The club's debt rose by £21.8million to £87.2million in the 10 months between August 1 2011 to May 31 2012 - a restructured period designed to bring alignment with the football season.
However, the loss was less than the £49.3million made the previous year and done against the backdrop of no European football, although Liverpool did get to two cup finals, winning one.
Some of the deficit was as a result of investing heavily in the transfer market - and the costs associated with bringing in the likes of Stewart Downing (£20million) and Jordan Henderson (£16million) in the weeks preceding the accounting period - while offloading other players at a loss.
But with the club's owners Fenway Sports Group firmly focused on the impending arrival of Financial Fair Play Ayre stressed there was necessary work to be undertaken.

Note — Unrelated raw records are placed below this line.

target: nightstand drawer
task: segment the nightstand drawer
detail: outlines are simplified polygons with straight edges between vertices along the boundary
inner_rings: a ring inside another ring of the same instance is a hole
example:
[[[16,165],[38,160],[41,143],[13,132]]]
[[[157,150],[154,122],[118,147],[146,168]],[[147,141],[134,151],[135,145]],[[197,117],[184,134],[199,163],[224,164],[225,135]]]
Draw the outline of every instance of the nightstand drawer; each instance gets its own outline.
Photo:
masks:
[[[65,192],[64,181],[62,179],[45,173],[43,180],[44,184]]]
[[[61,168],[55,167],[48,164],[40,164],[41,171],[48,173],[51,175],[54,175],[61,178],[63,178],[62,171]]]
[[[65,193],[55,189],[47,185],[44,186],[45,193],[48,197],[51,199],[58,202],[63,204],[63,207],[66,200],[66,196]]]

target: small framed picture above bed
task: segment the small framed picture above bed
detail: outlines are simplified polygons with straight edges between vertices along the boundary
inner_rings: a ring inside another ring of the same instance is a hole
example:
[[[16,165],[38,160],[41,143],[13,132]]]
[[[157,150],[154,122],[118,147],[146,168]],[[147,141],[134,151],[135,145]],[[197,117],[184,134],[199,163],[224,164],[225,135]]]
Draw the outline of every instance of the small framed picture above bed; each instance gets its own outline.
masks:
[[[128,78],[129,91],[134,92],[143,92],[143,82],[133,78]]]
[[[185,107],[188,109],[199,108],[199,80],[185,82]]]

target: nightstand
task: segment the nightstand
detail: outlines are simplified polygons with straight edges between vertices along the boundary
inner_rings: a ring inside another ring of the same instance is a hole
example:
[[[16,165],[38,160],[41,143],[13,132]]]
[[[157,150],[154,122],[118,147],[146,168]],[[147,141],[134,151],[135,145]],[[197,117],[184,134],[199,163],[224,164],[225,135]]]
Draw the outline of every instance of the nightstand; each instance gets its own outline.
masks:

"The key message for me is that we are continuing to transition to the point we have been working on for several years under this ownership - which is to continue to improve revenues and manage our cost base effectively," he said.
"The biggest cost base without doubt is player trading and player wages - but these accounts demonstrate that we are still working hard to improve that.
"I take comfort in the fact that the work we have done, some of which costs us a lot of money in this period and beyond, looks pretty painful at the time.
"But as long as you invest in it and manage it in the right way, then hopefully it bears fruit as we go forward and gives us a better platform to exist on in a different environment and in a world where we are expected to break even.
"You never take comfort from any business that makes a loss but I am pleased that we're making the progress we are making."